The Code is as follows:

Copy code

$ Db-> lock ('goods ', 2 ); $ SQL = "select number from goods where id = 1 "; $ Number = intval ($ db-> result ($ db-> query ($ SQL), 0 )); If ($ number> 0 ){ Sleep (2 ); $ SQL = "update goods set number = number-1 where id = 1 "; If ($ db-> query ($ SQL )){ Echo 'OK! Here you are! '; } Else { Echo 'Sorry! Something go wrong! Try it again .'; } } Else { Echo 'no more! You are so late! '; } $ Db-> unlock ();

I added only two lines of code, but I cannot say that because paperen modified my database class and added two methods lock and unlock. In fact, these two methods are also very simple.

 

The Code is as follows:	Copy code
/** * Lock table * @ Param string $ table Name * @ Param int $ type Read lock 1 or write lock 2 */ Public function lock ($ table, $ type = 1 ){ $ Type = ($ type = 1 )? 'Read': 'write '; $ This-> query ("lock table '$ table' $ type "); } /** * Unlock */ Public function unlock (){ $ This-> query ("unlock tables "); }

You can consider the lock, because the second parameter does not seem quite comfortable. Hmm ~ How can we test it? Paperen uses jmeter for test results

About jmeter can be downloaded here in http://jakarta.apache.org/site/downloads/downloads_jmeter.cgi, in the hands of evil people can be a horrible tool in the hands of kind people is a friendly tool.

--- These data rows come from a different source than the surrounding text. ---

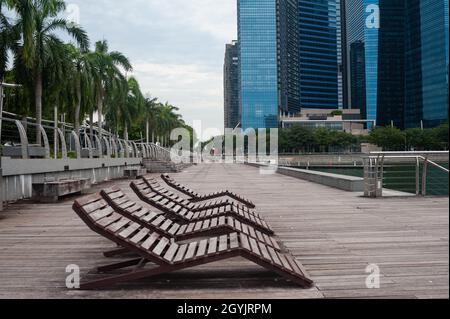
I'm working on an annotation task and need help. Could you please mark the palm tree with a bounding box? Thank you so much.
[0,0,20,79]
[11,0,89,144]
[90,40,132,140]
[143,97,158,143]
[69,45,94,134]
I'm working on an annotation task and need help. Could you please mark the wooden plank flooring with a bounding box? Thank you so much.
[0,164,449,299]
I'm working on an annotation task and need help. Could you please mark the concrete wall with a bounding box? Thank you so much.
[0,157,142,201]
[247,163,364,192]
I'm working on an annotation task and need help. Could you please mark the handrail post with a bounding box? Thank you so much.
[422,156,428,196]
[416,157,420,196]
[0,84,3,145]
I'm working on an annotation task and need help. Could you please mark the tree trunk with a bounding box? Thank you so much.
[145,119,150,144]
[123,123,128,141]
[75,83,81,135]
[89,111,94,143]
[97,87,103,141]
[22,115,28,132]
[34,72,42,145]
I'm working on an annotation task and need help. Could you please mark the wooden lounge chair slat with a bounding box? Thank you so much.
[184,242,198,260]
[194,221,203,231]
[173,244,188,262]
[255,229,264,242]
[143,212,159,223]
[277,253,292,271]
[239,233,252,251]
[248,226,256,238]
[241,224,250,235]
[131,183,273,236]
[196,239,208,257]
[153,237,170,256]
[133,207,150,218]
[164,243,180,261]
[119,223,141,238]
[90,206,114,221]
[266,235,281,250]
[202,219,211,230]
[267,246,283,266]
[177,225,188,235]
[226,217,234,228]
[230,233,239,249]
[152,216,166,226]
[219,235,228,251]
[160,219,172,231]
[258,242,272,262]
[169,224,181,236]
[107,218,130,233]
[250,238,261,256]
[208,237,219,255]
[130,228,150,244]
[142,233,160,249]
[83,197,108,214]
[97,213,122,228]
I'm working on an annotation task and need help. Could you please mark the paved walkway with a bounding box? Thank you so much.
[0,164,449,299]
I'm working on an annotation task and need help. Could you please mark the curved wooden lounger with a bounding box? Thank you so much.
[73,196,313,290]
[130,180,274,235]
[100,186,281,251]
[142,177,256,214]
[161,174,256,208]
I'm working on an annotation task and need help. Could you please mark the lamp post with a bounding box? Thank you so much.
[0,82,22,144]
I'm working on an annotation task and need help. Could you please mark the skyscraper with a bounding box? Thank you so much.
[336,0,346,109]
[298,0,338,109]
[405,0,449,127]
[344,0,448,128]
[223,41,241,129]
[238,0,279,130]
[238,0,338,129]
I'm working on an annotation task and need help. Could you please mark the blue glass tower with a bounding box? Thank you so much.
[345,0,449,128]
[298,0,339,109]
[238,0,339,129]
[238,0,279,130]
[412,0,449,127]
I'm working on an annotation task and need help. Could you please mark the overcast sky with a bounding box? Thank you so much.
[67,0,237,136]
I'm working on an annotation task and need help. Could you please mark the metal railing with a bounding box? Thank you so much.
[0,112,176,161]
[364,151,449,197]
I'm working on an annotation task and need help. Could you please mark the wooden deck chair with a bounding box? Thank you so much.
[100,187,281,251]
[142,177,255,215]
[161,174,256,208]
[73,196,313,290]
[130,180,274,235]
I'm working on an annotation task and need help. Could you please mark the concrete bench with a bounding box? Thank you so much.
[124,167,147,178]
[3,145,45,158]
[32,178,91,203]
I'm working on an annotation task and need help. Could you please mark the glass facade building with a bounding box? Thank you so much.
[405,0,449,127]
[238,0,338,130]
[344,0,448,128]
[223,41,241,129]
[238,0,279,130]
[298,0,338,109]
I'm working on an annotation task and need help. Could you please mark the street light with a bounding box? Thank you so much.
[0,82,22,145]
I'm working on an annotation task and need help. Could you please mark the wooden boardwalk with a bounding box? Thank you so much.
[0,164,449,299]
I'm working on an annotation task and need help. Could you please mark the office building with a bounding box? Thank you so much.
[238,0,339,129]
[343,0,448,128]
[223,41,241,129]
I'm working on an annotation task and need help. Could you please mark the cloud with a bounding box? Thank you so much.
[69,0,236,136]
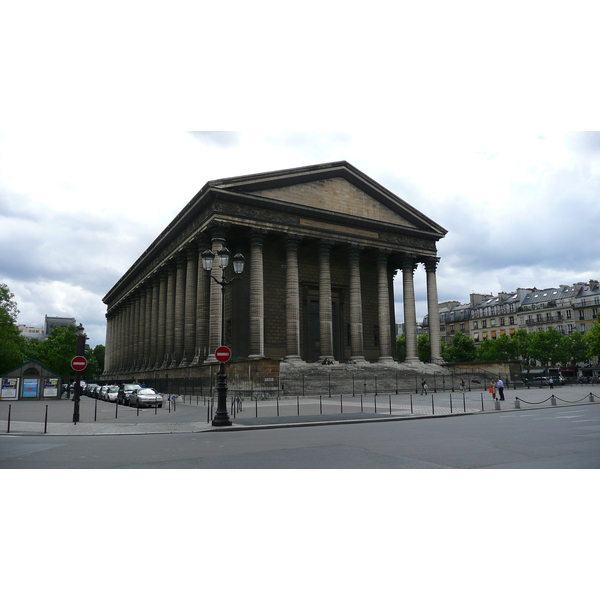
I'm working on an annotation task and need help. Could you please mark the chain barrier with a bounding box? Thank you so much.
[515,392,600,404]
[515,396,550,404]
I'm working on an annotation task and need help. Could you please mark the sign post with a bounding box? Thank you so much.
[71,323,87,425]
[215,346,231,362]
[71,356,87,371]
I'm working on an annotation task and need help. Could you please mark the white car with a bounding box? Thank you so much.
[129,388,163,408]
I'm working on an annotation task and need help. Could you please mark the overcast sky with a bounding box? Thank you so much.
[0,131,600,345]
[0,1,600,346]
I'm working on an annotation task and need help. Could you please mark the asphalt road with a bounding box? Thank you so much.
[0,403,600,469]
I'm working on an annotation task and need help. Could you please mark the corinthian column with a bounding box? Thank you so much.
[425,258,442,364]
[348,246,366,362]
[248,231,265,358]
[179,247,198,367]
[206,229,225,362]
[161,263,176,369]
[156,269,169,369]
[319,242,333,361]
[285,235,304,362]
[402,255,419,362]
[377,252,394,362]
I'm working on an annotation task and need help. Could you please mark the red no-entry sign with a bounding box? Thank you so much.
[71,356,87,371]
[215,346,231,362]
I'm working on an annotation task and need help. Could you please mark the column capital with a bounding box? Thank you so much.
[423,256,440,273]
[402,254,418,271]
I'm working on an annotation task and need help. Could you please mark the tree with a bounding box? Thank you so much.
[0,283,25,373]
[563,331,590,369]
[444,331,477,362]
[417,333,431,362]
[529,329,565,368]
[585,313,600,358]
[512,329,532,367]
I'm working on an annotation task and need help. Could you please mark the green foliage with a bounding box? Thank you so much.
[529,329,567,367]
[563,331,590,368]
[443,331,477,362]
[584,313,600,358]
[417,333,431,362]
[512,329,532,367]
[0,283,25,373]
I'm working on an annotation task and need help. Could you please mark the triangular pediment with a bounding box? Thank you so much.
[208,161,447,238]
[255,177,414,227]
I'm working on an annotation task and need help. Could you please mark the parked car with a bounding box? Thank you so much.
[103,385,119,402]
[84,383,100,398]
[117,383,142,406]
[129,388,163,408]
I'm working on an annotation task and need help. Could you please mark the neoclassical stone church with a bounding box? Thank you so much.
[103,161,447,379]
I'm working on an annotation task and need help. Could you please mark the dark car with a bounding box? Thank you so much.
[129,388,163,408]
[117,383,142,406]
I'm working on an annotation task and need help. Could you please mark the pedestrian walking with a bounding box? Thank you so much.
[496,378,504,402]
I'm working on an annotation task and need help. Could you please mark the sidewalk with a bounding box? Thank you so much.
[0,386,600,436]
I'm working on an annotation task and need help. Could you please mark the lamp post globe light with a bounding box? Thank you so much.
[201,246,245,427]
[73,323,87,425]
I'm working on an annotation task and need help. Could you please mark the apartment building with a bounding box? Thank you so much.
[423,280,600,344]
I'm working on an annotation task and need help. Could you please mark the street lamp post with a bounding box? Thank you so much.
[73,323,86,424]
[202,246,244,427]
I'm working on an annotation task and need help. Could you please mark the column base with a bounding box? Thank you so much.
[377,356,394,363]
[283,354,306,365]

You need to create two threads to send two requests to the server.

The specific configuration of paperen is not mentioned here. I have exported a plan file. You can try to open it to see how paperen is tested. Http://iamlze.cn/demo/locktable/locktable.jmx

Save it and import it. You must adjust the path of your local test. Finally, press ctrl + R (run) to view the response information of the request in the result tree under the thread.

First, test the no-lock table (that is, the Code for the first no-lock and unlock operations) to see the results of the two threads.

All are OK ~~ View the database again

Then, change the number to 1, lock and unlock, add the lock table operation, and then run.

Okay, you don't need to read the data table. The result is obvious. Before the previous request is completed, all the subsequent requests will be waiting until the previous request is complete, that is, the taste of the queue.

To be honest, mysql transactions also need to be studied. paperen's understanding about the lock table is generated during the process of viewing the transaction, in the advanced application process, this technology is more important. More rigorous logic code and rigorous database management can further ensure the authenticity and accuracy of data. This is a real sense of future.